What’s trying to be conveyed is the difference between Heidegger and Husserl’s philosophy. I’m deliberately choosing obscure philsophy to illustrate this point.
Sentence A has a lot of big words, while sentence B has relatively common words. What is the difference between saying A and saying B in terms of response? Lets say there are two kinds of responses: (1) an inquisitive response and (2) a turn-off response.
Therefore, if you say things simply, then ideas are left out. Even if we can put simplify sentence A in terms of sentence B, are we explaining all the nuances that all the meaning that is encapsulated in sentence A through sentence B? Of course not, by saying “bracketing of psychological consciousness” is not exactly “separating the mind from sense-experience” because there’s always the contextual richness that is left out in the latter, which is possessed in the former, and that’s not what we want. Both ways, I have to explain what Heidegger is trying to do, and his whole transcendental philosophy and why Heidegger says it cannot be.
Well if i can assume that’s not a personal attack, and if that the sapir-whorf hypothesis is true to some degree, then the existence of the word “cheeminology” or its derivatives would push any random person to move from response (1) to response (2) when confronted with Sentence A.
I guess its a linguistic experiment that has to be carried out empirically.
An associated question would any random person have a tendency to respond to the simple sentence B with inquisitive response (1) at all? or would they have simply gave response (2) anyway confronted with sentence A or B regardless of the language because of the abstract concepts involved? (simply said, if i said something simply, would it still be ‘cheem’?) — or am i contradicting myself? and if so, what makes it different?
At least I would personally say that I would say Sentence A to gauge the level of interest in a subject, while I would say Sentence B to explain something because sentence A makes me go, “What do you mean?” and sentence B makes me go “Okay… so what?”. Because of that distinction, I would say that both sentence are not completely the same because of different social intentions. It might not be the same for all people however, and that’s the whole point of this point — I want to know what does it make people “go”.
For John Riemann Soong,
No, I am not a linguistics student, but I dabble in linguistics as an amateur. All I ever do is read language log for all my linguistic needs. I’ve also took a basic linguistics module at university, but beyond that I have no formal training besides that of a social scientist.
Now I think I have structured the subject matter of “truncation” in a stream-of-consciousness mode rather than a formal argument. I will take into note the pro-drop phenomenon, and I think I had a smaller form of consciousness of it. My second language is Malay, and the copula is almost non-existent there.

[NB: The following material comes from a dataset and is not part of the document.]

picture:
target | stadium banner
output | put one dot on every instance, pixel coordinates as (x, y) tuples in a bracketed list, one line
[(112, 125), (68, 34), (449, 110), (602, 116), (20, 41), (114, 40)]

But the real argument is, is the necessity for simplicity shaping the way English evolves in Singapore? This isn’t the Sapir-Whorf Hypothesis, but rather the reverse of it. Instead of language shaping society, it is the way society already is that is shaping language. (Well, its a bit more difficult asserting THAT if i use the wikipedia definition because the wikipedia says its a “grammatical category” that shapes “worldviews” and that’s not exactly what I’m saying here, but what-the-heck.) Then if so, is truncation a reflection of such a causal relationship?
I’m not asking if truncation happens, but WHY it happens.